The newest round of strike talks completed its fourth day yesterday, and finally there was some news. The studios proposed what they termed a "New Economic Partnership" with the Writers Guild of America, with a new media package supposedly inceasing current compensation packages by 10 percent. The WGA is taking time to analyze the proposal, and talks now are scheduled to resume on Tuesday, December 4.
This seems to be progress, and definitely is movement. Even that postponement of talks, though, all but guarantees that the strike, which began on November 5, will carry into its second month.
And while prime time shows, awaiting reaction from the WGA faction, are in a wait-and-see mode - soon to be a wait-and-don't-see mode - the late-night picture is a little different. Moves are being made, on and off the air, that say a lot about the programs and the talents at the center of them.
David Letterman, whose Worldwide Pants company controls both his Late Show and Craig Ferguson's Late Late Show, announced early on that the staffs of both CBS shows would continue to be paid, out of his pocket, during the strike. That's a really classy act, coming from a really classy guy.
Now comes word that Conan O'Brien, who spent time as a writer on The Simpsons and Saturday Night Live before inheriting Letterman's old Late Night NBC series, has made a similar pledge to his staff. NBC is scheduled to lay off the staffs at both Late Night and The Tonight Show today - but O'Brien recently has promised to keep his people's paychecks coming, even though NBC owns the show.
Another class act. Another classy guy.
Leno hasn't reacted the same way, which means after tonight, the Tonight staffers could not only be laid off, but no longer playing the going-through-the-motions booking wars that still are going on, almost perversely, behind the scenes.

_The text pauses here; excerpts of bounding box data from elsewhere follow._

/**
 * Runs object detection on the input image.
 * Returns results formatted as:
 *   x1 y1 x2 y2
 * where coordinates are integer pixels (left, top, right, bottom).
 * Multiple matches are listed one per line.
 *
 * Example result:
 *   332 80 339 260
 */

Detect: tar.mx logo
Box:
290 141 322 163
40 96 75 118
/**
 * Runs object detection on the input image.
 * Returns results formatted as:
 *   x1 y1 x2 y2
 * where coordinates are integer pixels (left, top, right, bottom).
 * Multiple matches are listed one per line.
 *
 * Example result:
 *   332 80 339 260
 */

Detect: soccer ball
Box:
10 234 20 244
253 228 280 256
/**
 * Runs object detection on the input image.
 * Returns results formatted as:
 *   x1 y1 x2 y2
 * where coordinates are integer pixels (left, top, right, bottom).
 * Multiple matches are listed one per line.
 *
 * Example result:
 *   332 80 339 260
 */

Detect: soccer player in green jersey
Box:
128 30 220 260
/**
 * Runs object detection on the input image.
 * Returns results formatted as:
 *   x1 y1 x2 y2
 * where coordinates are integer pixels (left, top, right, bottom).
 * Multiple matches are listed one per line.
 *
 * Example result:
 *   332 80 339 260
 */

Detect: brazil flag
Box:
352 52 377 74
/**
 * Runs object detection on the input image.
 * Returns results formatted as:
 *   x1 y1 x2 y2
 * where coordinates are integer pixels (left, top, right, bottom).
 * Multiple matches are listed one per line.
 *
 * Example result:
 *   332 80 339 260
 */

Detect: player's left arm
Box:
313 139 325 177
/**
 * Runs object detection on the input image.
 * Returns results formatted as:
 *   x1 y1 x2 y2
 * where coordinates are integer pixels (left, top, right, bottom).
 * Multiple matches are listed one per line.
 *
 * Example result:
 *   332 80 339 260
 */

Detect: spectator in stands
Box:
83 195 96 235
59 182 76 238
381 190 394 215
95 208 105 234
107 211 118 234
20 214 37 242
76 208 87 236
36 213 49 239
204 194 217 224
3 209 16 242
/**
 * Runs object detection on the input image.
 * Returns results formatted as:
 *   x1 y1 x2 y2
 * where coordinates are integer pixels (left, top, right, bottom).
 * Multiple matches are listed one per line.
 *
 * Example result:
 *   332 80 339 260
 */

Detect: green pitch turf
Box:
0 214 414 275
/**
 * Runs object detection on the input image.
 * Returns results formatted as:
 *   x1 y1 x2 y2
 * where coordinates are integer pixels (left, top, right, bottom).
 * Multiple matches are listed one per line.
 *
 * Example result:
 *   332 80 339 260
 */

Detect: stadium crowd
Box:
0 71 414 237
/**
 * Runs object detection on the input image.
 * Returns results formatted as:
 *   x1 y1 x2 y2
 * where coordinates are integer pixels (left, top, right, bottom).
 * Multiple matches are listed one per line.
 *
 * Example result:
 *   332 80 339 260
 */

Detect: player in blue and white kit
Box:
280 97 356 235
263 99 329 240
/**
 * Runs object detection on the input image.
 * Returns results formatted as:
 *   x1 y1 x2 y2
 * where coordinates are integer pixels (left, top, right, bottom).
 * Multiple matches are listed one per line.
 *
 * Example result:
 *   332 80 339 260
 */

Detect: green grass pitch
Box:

It's a case of TV talks shows at their most existential: If guests are booked on Ferguson or O'Brien, but the show isn't produced because of the strike, did they ever appear at all? The answer is no. But the booking game continues, for now, with two glaring exceptions, both of them from NBC.
All this week, NBC has scheduled a "theme week" of Tonight Show reruns, presenting shows in which Leno first interviewed now-superstar celebrities. Wednesday, for example, was a seven-year-old show in which Matt Damon showed up to publicize The Talented Mr. Ripley. But the rest of the show, aging poorly and keyed to such now-dull topics as the 2000 Super Bowl, hardly made a strong case for The Talented Mr. Leno.
The biggest late-night move, though, is NBC's announcement that Last Call with Carson Daly, the late-late show starting at 1:35 a.m. ET, will defy the strike and begin televising first-run installments beginning Monday. (Daly is not a member of the Writers Guild of America.)
This is news for two reasons. One, it means that Carson Daly's show is still on the air, which some may find shocking. Two, it means the first TV host to break the solidarity in the late-night arena is a guy named Carson.
Somehow, that just doesn't seem right.
Nor does Daly's reported email to friends, family and acquaintances, asking them to submit freebie jokes for possible use in next week's monologues, since he won't have writers. But, in the spirit of harmony and helpfulness, here's one anyway.
Q: "How does a strike-busting TV host get around town?"
A: "Easy. He raises his arm and catches a scab."